Le Liban tape du poing sur la table. Dans un climat de haute tension marqué par l’échec cuisant de la nouvelle trêve parrainée par les États-Unis entre Israël et le Hezbollah, les dirigeants libanais ont envoyé, ce vendredi 5 juin, un avertissement sans précédent à Téhéran, exigeant la fin immédiate de ses ingérences dans les affaires souveraines du pays.
« Ce n’est pas votre pays, c’est le nôtre »
La déclaration la plus percutante est venue du sommet de l’État. Rompant avec la diplomatie habituelle, le président libanais Joseph Aoun s’est adressé directement et fermement au régime iranien :
« Ce n’est pas votre pays, c’est le nôtre. (…) Vous n’avez pas à intervenir dans notre pays. »
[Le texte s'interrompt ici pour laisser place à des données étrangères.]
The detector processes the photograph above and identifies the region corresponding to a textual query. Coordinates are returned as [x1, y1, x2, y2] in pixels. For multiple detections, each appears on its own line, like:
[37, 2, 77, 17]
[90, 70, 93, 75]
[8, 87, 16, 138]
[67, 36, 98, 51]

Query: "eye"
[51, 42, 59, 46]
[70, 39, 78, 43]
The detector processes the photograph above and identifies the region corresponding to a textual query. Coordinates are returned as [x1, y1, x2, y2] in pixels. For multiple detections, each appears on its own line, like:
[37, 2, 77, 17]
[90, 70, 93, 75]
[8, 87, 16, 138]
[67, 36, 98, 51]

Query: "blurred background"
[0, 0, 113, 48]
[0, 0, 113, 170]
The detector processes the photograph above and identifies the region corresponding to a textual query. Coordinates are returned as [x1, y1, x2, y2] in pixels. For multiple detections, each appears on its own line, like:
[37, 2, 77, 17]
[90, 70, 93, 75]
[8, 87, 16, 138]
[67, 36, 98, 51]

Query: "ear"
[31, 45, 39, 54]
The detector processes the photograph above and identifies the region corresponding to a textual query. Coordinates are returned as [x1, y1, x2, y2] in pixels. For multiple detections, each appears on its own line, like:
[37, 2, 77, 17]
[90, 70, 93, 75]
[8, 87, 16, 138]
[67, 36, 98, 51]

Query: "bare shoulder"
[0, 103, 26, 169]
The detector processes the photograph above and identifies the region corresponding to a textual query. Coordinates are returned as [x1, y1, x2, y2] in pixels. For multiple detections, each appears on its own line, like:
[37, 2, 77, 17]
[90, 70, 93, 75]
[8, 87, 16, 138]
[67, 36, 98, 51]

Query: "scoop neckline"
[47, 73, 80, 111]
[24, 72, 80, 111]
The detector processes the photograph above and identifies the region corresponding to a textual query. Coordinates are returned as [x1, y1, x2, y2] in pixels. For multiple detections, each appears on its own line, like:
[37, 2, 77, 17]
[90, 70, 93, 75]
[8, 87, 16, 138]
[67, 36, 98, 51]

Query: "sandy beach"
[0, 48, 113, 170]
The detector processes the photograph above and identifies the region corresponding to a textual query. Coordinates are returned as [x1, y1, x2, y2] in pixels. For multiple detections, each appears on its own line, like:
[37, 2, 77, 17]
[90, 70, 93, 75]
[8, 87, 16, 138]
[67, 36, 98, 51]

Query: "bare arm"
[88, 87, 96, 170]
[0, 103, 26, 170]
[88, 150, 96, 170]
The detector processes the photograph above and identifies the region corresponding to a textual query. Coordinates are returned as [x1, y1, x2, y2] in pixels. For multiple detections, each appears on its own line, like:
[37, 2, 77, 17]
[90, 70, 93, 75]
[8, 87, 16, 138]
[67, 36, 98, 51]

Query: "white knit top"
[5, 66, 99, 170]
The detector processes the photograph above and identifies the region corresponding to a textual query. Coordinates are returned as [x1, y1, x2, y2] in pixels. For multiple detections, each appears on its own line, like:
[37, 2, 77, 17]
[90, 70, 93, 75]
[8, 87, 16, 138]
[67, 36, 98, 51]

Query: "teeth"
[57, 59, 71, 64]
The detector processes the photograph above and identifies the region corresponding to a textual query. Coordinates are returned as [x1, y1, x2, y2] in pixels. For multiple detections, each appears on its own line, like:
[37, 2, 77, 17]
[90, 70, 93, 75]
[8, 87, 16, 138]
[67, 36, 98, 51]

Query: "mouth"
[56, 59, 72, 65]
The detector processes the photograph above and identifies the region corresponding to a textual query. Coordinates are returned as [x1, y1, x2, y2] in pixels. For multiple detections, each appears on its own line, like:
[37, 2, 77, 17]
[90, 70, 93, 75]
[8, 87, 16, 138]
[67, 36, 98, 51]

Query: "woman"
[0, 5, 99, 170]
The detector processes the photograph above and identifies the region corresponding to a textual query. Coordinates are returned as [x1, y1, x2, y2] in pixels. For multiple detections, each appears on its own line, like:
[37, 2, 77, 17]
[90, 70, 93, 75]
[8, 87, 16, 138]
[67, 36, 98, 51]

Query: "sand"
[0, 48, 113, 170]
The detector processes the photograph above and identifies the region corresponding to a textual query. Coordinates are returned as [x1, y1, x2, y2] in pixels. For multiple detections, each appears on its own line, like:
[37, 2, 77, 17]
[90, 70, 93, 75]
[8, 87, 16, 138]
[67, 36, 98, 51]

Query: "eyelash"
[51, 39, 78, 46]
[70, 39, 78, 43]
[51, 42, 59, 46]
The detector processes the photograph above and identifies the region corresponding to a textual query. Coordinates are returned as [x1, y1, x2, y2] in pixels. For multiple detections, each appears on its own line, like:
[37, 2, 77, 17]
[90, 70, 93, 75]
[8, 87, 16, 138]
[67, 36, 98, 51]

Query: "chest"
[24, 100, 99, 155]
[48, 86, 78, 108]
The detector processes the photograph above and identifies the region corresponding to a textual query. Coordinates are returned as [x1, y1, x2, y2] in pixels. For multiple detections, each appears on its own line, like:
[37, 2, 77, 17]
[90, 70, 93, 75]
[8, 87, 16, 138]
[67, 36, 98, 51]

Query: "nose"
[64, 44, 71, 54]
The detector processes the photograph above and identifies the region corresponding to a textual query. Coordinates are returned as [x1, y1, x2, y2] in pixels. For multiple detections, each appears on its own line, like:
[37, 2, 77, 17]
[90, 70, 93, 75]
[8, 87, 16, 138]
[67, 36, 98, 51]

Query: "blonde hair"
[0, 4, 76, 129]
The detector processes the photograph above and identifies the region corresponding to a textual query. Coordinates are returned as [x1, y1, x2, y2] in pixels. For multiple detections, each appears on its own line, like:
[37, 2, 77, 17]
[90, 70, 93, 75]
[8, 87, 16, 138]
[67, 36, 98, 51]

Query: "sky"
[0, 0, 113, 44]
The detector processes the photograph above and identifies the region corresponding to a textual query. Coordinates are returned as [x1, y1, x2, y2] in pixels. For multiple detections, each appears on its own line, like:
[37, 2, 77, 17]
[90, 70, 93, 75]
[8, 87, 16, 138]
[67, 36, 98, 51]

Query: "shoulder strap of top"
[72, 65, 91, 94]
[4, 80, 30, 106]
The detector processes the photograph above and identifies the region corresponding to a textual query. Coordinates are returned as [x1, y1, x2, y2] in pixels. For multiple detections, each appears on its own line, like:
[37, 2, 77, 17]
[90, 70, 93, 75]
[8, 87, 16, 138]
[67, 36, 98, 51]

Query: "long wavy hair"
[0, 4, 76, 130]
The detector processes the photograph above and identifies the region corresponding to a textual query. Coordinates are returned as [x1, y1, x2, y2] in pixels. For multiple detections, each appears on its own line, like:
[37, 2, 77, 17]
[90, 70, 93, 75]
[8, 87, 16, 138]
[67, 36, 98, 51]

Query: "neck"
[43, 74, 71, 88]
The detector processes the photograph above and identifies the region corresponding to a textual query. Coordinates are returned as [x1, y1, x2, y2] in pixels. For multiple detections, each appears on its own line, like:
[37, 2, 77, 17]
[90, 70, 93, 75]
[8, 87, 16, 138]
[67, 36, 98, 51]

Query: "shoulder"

Ce recadrage historique intervient alors que Beyrouth tente désespérément de reprendre le contrôle de son destin national. Pour de nombreux observateurs, cette sortie publique traduit l’exaspération croissante des autorités libanaises face à la tutelle de fait exercée par Téhéran via son bras armé local, le Hezbollah.
Cette crise politique majeure s’inscrit dans un contexte sécuritaire dramatique. L’accord de cessez-le-feu, récemment mis sur la table par la diplomatie américaine pour stopper l’escalade, a été officiellement rejeté par le Hezbollah pro-iranien.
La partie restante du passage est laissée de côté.